En l'espèce, cette histoire dont on aura bien compris qu'elle prend place le vendredi 13 (novembre 2015), m'a aussi marquée parce qu'il s'agit d'un vendredi 13, date réputée noire, poissarde. Je voulais utiliser le terme "jour de malchance" et d'abord parce qu'en ce moment, je trouve très jolies les rimes en "ance" ; J'ai rapidement trouvé "Paris dans l'ambulance" qui est à la fois une image mortifère, d'urgence et très urbaine ; mais faire le lien entre les deux !? Et finalement, la culpabilité ! J'avais dit que je comptais presque maudire ce couple, le renvoyer à son sentiment de culpabilité illégitime ; coupables de rien, ils s'en voudrons toujours un peu de s'être aimés ce soir-là ; et pourtant, ils ne se sont pas aimés sur des cadavres, non plus ! Rien ne pourrait leur être reproché ; et pourtant, ils devront soutenir sans trembler tous les regards réprobateurs que la conscience sourcilleuse, sans pitié, pointilleuse, castratrice et malhonnête leur jettera chaque fois. Parce que, comme je le dis au début de cette analyse (dont la puissance soporifique l'emporte sur le sujet lui-même !), le soir de leur étreinte ne leur appartient plus et dans ces circonstances si terribles, on ne leur permettra pas d'être égoïstes. Et pourtant, encore, je pense moi qu'ils devraient avoir la force de caractère d'inverser la faute : il ne se sont pas aimés sur des cadavres ; c'est le monde entier qui s'est ligué pour leur pourrir leur étreinte ! Et pourquoi le sort s'est-il acharné à ce point, avec une telle violence, avec un tel déséquilibre de force ? je fais le pari : l'un des deux fera nécessairement le lien avec le vendredi 13 ; un jour où il ne valait mieux pas, visiblement, provoquer le (mauvais) sort !

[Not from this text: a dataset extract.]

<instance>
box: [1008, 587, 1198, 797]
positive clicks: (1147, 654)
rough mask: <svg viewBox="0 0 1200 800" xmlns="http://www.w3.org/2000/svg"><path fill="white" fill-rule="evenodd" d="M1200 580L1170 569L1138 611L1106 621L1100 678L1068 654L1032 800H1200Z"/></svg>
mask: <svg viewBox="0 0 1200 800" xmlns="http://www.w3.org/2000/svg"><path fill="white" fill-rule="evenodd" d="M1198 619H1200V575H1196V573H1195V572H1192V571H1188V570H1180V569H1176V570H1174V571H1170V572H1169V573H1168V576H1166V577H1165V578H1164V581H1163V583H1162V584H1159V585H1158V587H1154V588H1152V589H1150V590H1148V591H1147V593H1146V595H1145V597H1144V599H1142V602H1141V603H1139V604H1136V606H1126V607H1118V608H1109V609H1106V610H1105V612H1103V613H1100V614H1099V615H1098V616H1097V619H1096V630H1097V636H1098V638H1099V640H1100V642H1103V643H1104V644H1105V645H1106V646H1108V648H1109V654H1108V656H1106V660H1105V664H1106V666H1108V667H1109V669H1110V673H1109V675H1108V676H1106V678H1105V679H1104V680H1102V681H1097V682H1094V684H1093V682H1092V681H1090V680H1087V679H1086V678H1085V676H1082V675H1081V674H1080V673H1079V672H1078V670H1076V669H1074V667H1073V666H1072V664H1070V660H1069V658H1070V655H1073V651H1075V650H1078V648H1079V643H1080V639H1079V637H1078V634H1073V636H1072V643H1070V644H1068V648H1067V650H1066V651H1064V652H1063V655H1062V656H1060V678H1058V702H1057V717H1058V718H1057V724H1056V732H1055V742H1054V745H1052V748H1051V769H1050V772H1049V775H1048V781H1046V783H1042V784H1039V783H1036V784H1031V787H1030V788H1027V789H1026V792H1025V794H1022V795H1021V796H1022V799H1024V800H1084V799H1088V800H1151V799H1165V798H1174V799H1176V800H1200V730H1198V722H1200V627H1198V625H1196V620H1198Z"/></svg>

Voici pour la strophe 5 ; pour la 4, je voulais quand même ramener tout ça où cela s'est passé majoritairement : dans la rue !
J'ai essayé toutes les combinaisons dans l'ordre des strophes, et il apparaît que c'est l'ordre naturel qui me semble le meilleur dans la narration de l'histoire et dans la montée dramatique. Un avis qui pourra sûrement se discuter, mais moi, je ne suis pas objectif. Je pense quoi qu'il en soit qu'on ne voit pas trop le collage, et que prises ensemble, ces 5 strophes peuvent apparaître homogènes ?
Si je focalise juste sur les deux derniers vers de chaque strophe, juste avant, en fait, la téléportation de la scène amoureuse vers la scène dramatique, je trouve que ça envoie vachement, et qu'on est en effet en pleine violence ; crue ; cruelle.
Et je ne voudrais pas la ramener, mais de tout ce que j'ai lu parmi les expressions d'ââârtiste post-attaques du 13 novembre, je trouve qu'il y a dans MON texte une dimension que les autres n'ont pas.